子どもたちとつくる映画もこれで3作目ですが、大体1日2シーン撮るのがやっとです。
それ以上に急ぎすぎると演技がラフになったり、疲れが映像からも読み取れてしまいます。
あと残るは3シーン。今日で撮り終えられるかと思っていた中で、8シーン目、パレスチナ最大の詩人「モハマッド・ダルウィーッシュ」の墓地のシーンはなんとその周りの花を植え替えるということで、今日ではなく、その花が植わったあとで撮影しようということになり、通常通りの2シーンのみ、7番と9番の撮影で臨みました。
子どもたち3人は昨日のことがなかったかのように普通に接しています。改めて子どもたちは「自然」。名古屋の中学校教師、春日井誠先生が言うようにまさに「自然」な存在。
昨日、
「君は全体の和を乱す。もう映画には出ないで。」
といっていたら、さぞ私たちは後悔していたでしょう。
「明日は雨が降らないようにようお願いします。」
といっても雨は降る時は降るのだと思います。3人(まあ)仲良く撮影に臨み、雰囲気も良好でした。
そしてラストシーンの9番を撮り終えました。あと残すは8番のみ。明日の朝が勝負です。

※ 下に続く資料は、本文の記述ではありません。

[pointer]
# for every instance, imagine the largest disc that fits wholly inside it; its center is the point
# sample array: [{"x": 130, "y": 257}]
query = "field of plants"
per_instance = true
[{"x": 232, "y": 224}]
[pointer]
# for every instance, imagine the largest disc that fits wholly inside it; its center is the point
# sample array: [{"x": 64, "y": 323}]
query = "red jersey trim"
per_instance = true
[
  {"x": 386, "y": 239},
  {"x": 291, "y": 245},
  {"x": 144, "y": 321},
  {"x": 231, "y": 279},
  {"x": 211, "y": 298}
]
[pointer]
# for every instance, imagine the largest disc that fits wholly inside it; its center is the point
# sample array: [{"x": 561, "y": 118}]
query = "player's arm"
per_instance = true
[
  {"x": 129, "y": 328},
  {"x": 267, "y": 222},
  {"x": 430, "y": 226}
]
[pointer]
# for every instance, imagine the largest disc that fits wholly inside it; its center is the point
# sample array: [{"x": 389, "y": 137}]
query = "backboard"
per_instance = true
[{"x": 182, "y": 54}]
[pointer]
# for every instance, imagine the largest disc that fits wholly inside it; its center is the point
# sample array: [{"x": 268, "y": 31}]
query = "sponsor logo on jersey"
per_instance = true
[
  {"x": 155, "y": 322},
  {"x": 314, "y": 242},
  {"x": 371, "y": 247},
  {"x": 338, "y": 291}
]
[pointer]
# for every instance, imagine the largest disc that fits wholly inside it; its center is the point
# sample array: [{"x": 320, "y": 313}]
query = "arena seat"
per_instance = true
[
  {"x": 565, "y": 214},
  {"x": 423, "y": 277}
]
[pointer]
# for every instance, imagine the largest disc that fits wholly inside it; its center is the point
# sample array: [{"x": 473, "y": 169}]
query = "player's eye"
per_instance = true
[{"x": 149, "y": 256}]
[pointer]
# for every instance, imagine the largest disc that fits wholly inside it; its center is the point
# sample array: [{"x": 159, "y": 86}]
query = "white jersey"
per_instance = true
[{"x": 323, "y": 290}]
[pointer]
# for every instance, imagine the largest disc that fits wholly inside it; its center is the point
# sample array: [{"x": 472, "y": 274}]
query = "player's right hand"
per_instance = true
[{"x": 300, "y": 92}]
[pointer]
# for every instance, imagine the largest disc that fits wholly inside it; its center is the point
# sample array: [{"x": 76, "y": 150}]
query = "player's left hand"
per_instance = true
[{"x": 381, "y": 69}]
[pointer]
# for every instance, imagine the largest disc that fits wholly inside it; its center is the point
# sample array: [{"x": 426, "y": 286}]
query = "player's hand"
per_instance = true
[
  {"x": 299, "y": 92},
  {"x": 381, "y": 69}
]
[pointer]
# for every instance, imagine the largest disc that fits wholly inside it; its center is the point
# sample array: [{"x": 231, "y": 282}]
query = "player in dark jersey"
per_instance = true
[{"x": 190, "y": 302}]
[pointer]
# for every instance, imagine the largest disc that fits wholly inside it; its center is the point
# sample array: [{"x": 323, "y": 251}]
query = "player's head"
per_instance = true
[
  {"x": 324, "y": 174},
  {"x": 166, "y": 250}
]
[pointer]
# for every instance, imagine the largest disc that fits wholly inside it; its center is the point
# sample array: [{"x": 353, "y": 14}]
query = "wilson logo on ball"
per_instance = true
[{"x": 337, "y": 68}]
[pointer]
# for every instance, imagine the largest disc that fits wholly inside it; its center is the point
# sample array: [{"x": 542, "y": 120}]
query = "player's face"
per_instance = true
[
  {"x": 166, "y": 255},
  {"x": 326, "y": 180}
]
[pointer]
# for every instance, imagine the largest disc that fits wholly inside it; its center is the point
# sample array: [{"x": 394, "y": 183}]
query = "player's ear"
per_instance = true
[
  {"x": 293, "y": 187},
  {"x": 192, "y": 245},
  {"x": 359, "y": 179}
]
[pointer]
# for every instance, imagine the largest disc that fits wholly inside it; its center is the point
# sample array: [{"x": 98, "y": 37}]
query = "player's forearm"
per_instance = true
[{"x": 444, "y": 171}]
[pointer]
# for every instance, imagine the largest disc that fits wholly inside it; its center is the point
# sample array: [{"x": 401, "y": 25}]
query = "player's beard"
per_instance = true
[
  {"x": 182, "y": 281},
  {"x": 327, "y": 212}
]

主演のサディールと広報用のスチル撮影を行いました。彼女の美しさは誰もが認めるところですが、一方で従兄弟のジャーセムを殺害されているというトラウマを抱えています。それをこの映画に出ることでどう受け入れようとしているのか。
心的外傷は乗り越えるものではなく、受け入れて共存していくものであるとつくづく思いますが、サディールがその心的外傷を乗り越え、忘れていくのであれば、この映画は「余計なお世話」です。でも共存していくのであれば、この映画がとても大切なものになっていくのだと思います。
いよいよ明日、クランク・アップです。